Current situation: How did we get here?
When COVID-19 restrictions dropped, the masses did not run back to the office. In fact, according to the first studies post-lockdown, remote work improved many individuals' physical and mental health, enabled newcomers into the workforce as geographical obstacles were overcome, and increased a healthy work/life balance for many. It seemed we had found a better way to work for everyone!
However, during 2023, individuals, teams, and organizations have started to report dramatically longer lead times, decreased ownership of work, less pride in what is being created, and there seems to be less and less innovation happening.
As a senior agile coach, I see this trend in digital development across industries, national borders, and cultures through our clients and teams.

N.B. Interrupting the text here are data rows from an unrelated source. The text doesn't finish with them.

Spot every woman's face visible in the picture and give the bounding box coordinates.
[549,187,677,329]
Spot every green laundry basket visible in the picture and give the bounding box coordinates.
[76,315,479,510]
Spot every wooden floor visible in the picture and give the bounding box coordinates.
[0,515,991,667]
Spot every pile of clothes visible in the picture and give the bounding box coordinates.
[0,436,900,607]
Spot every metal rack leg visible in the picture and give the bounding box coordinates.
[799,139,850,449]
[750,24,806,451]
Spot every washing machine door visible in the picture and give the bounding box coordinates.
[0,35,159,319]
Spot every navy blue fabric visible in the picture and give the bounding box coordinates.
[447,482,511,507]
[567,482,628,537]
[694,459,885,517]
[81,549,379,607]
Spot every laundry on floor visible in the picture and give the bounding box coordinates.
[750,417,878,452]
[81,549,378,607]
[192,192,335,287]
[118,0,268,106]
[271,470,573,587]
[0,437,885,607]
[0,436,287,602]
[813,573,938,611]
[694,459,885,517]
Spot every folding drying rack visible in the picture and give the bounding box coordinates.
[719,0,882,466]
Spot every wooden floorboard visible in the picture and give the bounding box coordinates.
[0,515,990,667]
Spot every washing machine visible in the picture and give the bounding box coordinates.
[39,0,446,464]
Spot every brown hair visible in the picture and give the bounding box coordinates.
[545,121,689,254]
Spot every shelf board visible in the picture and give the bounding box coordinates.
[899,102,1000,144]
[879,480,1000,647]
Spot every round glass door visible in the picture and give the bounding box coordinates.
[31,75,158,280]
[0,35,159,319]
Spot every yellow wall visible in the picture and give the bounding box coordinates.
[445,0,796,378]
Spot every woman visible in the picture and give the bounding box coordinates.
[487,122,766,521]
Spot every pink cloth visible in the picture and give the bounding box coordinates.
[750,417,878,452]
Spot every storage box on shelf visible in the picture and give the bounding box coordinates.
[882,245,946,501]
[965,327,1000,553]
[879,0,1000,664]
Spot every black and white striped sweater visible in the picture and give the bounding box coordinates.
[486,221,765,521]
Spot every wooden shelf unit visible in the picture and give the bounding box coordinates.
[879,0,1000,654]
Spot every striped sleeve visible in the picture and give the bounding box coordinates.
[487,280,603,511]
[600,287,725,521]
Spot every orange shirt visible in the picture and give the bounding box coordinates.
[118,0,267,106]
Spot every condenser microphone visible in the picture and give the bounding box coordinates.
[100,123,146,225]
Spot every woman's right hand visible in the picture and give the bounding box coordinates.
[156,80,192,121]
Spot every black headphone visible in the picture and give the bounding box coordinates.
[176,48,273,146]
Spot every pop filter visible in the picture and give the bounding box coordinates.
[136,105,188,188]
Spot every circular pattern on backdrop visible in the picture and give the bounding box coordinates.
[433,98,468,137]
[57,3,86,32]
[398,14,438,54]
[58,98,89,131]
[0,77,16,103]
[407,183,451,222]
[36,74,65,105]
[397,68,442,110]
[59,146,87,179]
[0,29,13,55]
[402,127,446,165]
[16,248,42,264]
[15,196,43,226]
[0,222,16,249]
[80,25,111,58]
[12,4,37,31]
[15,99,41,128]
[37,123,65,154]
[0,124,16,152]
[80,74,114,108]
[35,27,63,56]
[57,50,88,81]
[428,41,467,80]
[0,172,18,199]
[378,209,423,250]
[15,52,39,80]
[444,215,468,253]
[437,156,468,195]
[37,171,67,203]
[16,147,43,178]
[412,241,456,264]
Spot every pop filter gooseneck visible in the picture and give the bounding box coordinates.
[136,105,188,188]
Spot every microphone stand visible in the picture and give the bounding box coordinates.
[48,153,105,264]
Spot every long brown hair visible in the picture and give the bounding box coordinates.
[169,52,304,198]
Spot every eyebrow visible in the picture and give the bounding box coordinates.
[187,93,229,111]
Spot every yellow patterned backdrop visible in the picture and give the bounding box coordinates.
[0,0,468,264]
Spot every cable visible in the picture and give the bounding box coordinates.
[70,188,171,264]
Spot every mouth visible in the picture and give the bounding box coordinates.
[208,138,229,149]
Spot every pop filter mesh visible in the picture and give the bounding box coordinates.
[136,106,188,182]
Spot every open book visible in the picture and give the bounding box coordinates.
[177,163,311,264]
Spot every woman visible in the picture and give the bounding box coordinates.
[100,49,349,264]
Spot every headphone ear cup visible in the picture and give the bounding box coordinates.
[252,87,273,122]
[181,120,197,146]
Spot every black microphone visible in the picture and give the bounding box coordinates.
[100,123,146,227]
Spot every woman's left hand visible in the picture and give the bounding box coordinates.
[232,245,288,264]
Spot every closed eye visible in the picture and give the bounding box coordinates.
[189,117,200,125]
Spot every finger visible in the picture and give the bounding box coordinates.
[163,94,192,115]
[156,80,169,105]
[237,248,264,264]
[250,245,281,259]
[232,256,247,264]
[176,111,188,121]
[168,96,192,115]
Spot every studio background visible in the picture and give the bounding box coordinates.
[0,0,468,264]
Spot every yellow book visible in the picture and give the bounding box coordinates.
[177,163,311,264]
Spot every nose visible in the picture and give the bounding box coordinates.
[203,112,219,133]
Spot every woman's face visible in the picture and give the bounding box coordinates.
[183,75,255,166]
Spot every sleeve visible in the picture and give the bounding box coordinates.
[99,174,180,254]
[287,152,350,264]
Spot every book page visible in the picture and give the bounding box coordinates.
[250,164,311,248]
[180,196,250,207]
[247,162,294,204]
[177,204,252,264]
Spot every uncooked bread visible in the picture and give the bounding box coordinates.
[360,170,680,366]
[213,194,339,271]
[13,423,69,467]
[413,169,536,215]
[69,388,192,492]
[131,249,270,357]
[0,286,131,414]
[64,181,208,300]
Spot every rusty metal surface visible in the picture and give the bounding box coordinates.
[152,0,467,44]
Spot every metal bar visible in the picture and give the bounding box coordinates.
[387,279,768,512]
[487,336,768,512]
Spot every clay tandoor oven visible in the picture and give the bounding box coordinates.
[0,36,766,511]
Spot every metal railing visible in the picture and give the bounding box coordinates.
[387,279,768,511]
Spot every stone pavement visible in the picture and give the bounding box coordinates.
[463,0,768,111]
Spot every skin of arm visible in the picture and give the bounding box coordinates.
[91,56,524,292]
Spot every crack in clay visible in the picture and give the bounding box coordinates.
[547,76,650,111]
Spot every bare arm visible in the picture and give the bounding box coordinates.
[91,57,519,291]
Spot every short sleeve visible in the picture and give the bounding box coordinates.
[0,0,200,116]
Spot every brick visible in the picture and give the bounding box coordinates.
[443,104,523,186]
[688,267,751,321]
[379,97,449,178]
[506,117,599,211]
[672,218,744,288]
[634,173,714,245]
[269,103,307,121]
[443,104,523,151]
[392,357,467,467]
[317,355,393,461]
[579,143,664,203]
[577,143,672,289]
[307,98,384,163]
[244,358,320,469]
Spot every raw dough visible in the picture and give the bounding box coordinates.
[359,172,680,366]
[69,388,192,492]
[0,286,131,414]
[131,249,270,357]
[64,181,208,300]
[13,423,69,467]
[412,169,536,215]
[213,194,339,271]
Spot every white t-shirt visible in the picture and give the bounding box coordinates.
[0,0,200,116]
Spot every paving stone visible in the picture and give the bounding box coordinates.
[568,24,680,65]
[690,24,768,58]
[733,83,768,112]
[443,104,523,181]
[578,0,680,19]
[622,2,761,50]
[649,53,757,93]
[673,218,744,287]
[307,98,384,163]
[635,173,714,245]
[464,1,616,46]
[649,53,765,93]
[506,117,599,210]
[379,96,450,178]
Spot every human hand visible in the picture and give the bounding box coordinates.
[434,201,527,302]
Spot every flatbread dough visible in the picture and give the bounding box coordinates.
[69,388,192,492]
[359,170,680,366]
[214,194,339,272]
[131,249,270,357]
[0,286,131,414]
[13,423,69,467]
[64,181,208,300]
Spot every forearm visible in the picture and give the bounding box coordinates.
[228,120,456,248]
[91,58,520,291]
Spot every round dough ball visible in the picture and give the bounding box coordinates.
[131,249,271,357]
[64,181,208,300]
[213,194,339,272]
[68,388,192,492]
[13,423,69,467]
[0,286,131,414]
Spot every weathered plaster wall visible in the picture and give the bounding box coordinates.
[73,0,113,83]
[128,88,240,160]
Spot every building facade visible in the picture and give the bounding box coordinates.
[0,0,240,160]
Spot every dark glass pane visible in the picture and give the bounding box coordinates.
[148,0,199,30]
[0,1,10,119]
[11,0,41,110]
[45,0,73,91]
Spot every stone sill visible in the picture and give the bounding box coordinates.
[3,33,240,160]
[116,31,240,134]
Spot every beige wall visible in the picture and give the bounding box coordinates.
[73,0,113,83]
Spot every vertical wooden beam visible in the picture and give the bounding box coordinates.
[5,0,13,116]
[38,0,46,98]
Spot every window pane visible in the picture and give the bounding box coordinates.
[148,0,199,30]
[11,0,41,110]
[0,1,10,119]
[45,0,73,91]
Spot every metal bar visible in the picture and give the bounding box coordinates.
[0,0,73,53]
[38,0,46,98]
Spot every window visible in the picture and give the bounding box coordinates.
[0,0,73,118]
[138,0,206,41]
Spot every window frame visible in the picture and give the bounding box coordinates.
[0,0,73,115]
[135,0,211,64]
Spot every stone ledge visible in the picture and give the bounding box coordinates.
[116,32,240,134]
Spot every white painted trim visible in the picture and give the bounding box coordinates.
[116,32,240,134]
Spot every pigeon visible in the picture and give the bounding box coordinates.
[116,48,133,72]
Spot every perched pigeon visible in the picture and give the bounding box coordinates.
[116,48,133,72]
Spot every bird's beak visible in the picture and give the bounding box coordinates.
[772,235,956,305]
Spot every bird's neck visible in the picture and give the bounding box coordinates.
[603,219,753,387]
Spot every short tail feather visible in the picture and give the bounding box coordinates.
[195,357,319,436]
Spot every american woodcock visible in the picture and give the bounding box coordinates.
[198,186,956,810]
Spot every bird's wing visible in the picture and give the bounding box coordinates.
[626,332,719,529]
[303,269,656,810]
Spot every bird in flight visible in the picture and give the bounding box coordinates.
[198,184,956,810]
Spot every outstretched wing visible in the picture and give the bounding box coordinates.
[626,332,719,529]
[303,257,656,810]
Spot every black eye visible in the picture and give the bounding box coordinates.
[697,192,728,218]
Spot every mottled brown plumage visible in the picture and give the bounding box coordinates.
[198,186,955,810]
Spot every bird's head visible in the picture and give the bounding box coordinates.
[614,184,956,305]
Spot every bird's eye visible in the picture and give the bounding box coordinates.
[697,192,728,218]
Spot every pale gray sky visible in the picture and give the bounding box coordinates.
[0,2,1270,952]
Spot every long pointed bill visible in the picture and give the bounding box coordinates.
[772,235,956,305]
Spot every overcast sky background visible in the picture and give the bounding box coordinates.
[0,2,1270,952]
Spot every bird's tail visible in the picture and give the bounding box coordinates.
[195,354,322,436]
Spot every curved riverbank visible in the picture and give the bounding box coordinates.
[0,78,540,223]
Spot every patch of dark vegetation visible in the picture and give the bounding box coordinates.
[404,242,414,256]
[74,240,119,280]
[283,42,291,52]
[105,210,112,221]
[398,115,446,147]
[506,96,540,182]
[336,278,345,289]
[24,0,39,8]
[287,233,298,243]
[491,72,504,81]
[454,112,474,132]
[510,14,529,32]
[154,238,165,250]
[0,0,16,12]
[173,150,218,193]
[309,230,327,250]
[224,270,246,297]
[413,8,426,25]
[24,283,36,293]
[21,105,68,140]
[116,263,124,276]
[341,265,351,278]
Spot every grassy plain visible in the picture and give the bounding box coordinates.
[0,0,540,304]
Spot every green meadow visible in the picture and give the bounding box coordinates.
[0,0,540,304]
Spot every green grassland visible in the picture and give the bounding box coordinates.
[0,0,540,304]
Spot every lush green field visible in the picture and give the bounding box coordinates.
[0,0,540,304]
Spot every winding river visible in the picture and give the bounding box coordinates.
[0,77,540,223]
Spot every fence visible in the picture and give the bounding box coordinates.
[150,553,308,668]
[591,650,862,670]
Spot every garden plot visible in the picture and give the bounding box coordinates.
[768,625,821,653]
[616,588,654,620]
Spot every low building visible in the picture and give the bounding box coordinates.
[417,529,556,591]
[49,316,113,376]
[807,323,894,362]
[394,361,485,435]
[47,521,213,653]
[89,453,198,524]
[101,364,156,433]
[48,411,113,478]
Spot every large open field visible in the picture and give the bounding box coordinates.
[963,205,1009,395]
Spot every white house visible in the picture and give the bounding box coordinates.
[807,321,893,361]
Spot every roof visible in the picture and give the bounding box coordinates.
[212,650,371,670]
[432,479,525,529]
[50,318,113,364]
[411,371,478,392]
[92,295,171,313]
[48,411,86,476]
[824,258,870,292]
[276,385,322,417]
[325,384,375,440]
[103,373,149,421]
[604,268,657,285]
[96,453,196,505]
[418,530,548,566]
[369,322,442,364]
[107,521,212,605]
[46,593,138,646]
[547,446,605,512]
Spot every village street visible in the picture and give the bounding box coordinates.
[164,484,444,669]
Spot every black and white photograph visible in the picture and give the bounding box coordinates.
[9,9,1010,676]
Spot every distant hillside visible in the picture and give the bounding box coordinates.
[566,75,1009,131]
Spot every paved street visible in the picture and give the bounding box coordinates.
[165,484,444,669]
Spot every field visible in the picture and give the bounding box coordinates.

One factor in this equation has changed over time: the frequency of remote work. Before COVID, remote work was occasional, not the norm. I knew of a few teams with weekly designated remote day(s), but most teams worked together co-located.
Now, I meet individuals who have been working on the same projects for months, sometimes even years, and have never met those they work with… and many of these people live in the same city.
What remote work causes long-term
When people don’t meet face to face, we lose the easygoing chit-chat that happens when we get our morning coffee together, when we see each other in the hallway, or when we talk about what to have for lunch. These are often the moments we share things about our lives outside of work, spontaneously discuss information we came across, or build on ideas, as these settings seem less formal than official meetings.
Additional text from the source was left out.